A New York community has launched a campaign to name a new Manhattan footbridge after the Irish-born American Revolutionary War hero Hercules Mulligan.
Arthur Piccolo, the chairman of the Bowling Green Association in Lower Manhattan, has recently launched a campaign calling on New York Governor Kathy Hochul to name a new footbridge near the Manhattan entrance of the Brooklyn Battery Tunnel in honor of the famous Irish-born spy.
Piccolo said that Mulligan has "never received the public recognition he deserves", despite saving George Washington's life on two occasions.
He called on Governor Hochul to "finally be the one to make Hercules Mulligan immortal" with the "simple gesture" of an executive proclamation and believes there is enough time to dedicate the bridge before St. Patrick's Day on March 17.
The footbridge, which spans the Brooklyn Battery Tunnel, remains unnamed since its recent completion.
The bridge is located near Bowling Green, where Hercules Mulligan carried out much of his work during the American War of Independence.
Due to his placement as a tailor to British soldiers and officers in New York, Mulligan became an incredibly important and successful spy during the war.
He saved George Washington's life twice, including when a British officer informed him of their plans to capture a "rebel general" the following day. Mulligan warned Washington, who altered his plans and evaded capture.
Love Irish history?
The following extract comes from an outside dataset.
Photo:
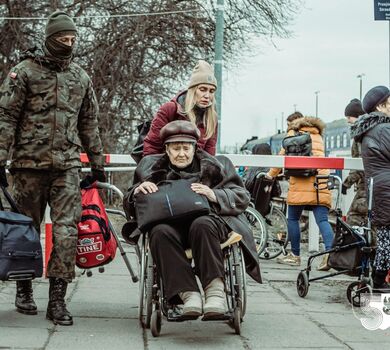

Share your favorite stories with other history buffs in the IrishCentral History Facebook group.
Mulligan, who emigrated to the United States from Derry in 1746, was also a close friend of Alexander Hamilton and helped convince him to come out in favor of independence in 1775. He is buried near his close friend in the Trinity Church Cemetery in New York City.
"Hercules Mulligan represents a class of heroes who escape the recognition other, better-known individuals have received in history and from us today. Mulligan is of particular importance here in Lower Manhattan, because it is where he spent most of his life, did most of his espionage for George Washington, and where he is now buried," Piccolo told the Irish Echo in a statement.
"What I see in this modest, nameless bridge is our opportunity to finally provide Hercules Mulligan the visibility and recognition he deserves."